Robust PCA with Partial Subspace Knowledge

TL;DR

This paper introduces modified-PCP, an improved robust PCA method that leverages partial subspace knowledge to achieve accurate low-rank and sparse matrix recovery under weaker conditions, with theoretical guarantees and practical demonstrations.

Contribution

It proposes modified-PCP, a novel variation of PCP that incorporates partial subspace knowledge to enhance recovery performance and relax incoherence assumptions.

Findings

Modified-PCP requires weaker incoherence assumptions than PCP.

Theoretical correctness of modified-PCP is established.

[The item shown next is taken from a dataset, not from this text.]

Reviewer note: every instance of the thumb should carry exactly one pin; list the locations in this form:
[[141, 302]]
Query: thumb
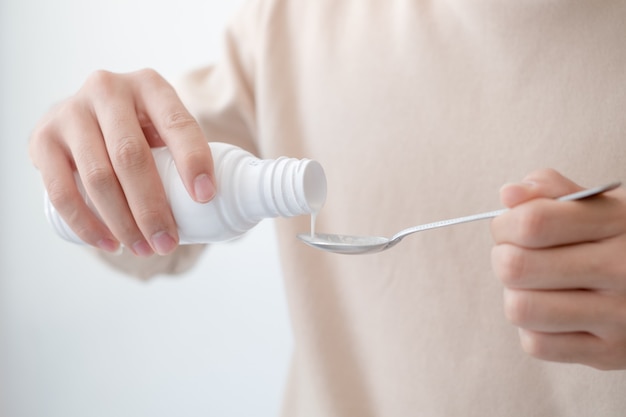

Simulations and real data comparisons validate the approach.

Abstract

In recent work, robust Principal Components Analysis (PCA) has been posed as a problem of recovering a low-rank matrix $\mathbf{L}$ and a sparse matrix $\mathbf{S}$ from their sum, $\mathbf{M}:= \mathbf{L} + \mathbf{S}$ and a provably exact convex optimization solution called PCP has been proposed. This work studies the following problem. Suppose that we have partial knowledge about the column space of the low rank matrix $\mathbf{L}$. Can we use this information to improve the PCP solution, i.e. allow recovery under weaker assumptions? We propose here a simple but useful modification of the PCP idea, called modified-PCP, that allows us to use this knowledge. We derive its correctness result which shows that, when the available subspace knowledge is accurate, modified-PCP indeed requires significantly weaker incoherence assumptions than PCP. Extensive simulations are also used to illustrate this. Comparisons with PCP and other existing work are shown for a stylized real application as well. Finally, we explain how this problem naturally occurs in many applications involving time series data, i.e. in what is called the online or recursive robust PCA problem. A corollary for this case is also given.